My understanding is that this is neither revenue nor profit as it creates a liability - a liability to keep the peg and therefore the need to buy each of the sold NBT back if the NBT owner desires to get back USD, BTC or whatever currency or asset is offered by Nu.
At the moment only the transaction fees can be counted as profit.
Sell-side custodians will be elected when there’s more demand for Nu than the liquidity operations can handle.
Soon there might be buy-side custodians (after protocol 2.0 is productive and NSR grants are available) to handle oversupply of NBT as well.
But a revenue model beyond transaction fees is not yet established.
Still this might be enough to build a sound business on it.
With the NuDroid wallet and use of NBT beyond hedging BTC volatility there might be lots of transactions.
Nu is still young and needs to evolve.
Selling NBT is not generating profit.
Yet I think dividiends is a matter that can be discussed. It’s a viable way of distributing money to the NSR holders who collecively keep the peg with the value of the NSR they hold.
In times of NBT oversupply they suffer from a dilution of their property and pushed down NSR exchange rates by NSR being sold for NBT.
So it might be considered to distribute dividends in times of NBT shortage (sell NBT, buy PPC, distribute them).
This might sound like I ultimately consider sale of NBT profit. On the contrary I consider sale of NBT the creation of a liability and want to compensate the NSR holders for that by distributing dividends.
The only other option I see to compensate the NSR holders would be a share buyback; this would keep the money in the Nu network.
The decision whether to distribute divideneds or to buyback NSR is up to the NSR holders as they are the owners of the Nu network.
With the thin NSR market liquidity I doubt that a NSR buyback is the better choice compared to dividend distribution.
A buyback might push the NSR price far up - far enough to let those who are willing to dump to make some money. And once Nu needs to buyback NBT by selling NSR the NSR price plummets and former sellers can buyback cheaply.
That is only one of the possible scenarios, but a not totally unlikely one.
So I think two questions needs to be answered by NSR holders:
- under what circumstances / at what thresholds shall wealth be distributed to NSR holders
- what’s the appropriate way of doing that (NSR buyback or dividend distribution)

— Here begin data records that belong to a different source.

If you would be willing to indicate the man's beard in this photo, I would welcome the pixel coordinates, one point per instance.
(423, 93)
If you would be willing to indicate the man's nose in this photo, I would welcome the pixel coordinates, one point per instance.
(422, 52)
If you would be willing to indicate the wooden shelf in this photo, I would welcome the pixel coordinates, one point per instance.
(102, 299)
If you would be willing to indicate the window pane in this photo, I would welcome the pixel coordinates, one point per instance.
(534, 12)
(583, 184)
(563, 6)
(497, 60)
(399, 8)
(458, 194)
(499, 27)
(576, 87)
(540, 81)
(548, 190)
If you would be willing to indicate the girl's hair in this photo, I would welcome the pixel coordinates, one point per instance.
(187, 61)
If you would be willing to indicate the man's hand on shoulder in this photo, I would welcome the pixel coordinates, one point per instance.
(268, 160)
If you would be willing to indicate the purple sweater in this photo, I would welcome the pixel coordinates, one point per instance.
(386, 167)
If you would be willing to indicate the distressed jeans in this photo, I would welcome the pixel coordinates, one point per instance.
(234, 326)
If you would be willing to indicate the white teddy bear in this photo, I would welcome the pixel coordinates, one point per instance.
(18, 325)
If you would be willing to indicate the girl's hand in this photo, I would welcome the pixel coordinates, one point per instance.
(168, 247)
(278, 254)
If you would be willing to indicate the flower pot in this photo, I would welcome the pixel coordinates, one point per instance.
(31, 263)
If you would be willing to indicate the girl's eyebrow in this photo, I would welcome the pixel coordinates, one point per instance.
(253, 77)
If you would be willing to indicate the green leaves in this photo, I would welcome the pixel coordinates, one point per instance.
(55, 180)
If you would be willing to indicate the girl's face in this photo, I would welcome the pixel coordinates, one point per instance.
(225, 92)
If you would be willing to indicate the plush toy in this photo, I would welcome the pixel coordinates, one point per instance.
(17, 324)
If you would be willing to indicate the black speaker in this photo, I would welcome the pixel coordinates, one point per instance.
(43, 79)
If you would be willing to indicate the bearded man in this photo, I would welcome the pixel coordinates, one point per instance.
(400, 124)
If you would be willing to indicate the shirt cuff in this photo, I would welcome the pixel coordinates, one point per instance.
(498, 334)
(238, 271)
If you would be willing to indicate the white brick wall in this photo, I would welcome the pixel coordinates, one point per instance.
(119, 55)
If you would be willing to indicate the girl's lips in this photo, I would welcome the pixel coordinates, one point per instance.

If the thresholds are not chosen wisely, sell-side and buy-side custodians would be continually coming and going - I think that’s where @Ben tries to point at.
With the coming months and expecting B&C Exchange to sell NBT to fund the exchange development I rather see buy-side custodians coming and agree that now is not the perfect time to talk about distributing dividends AND share buybacks.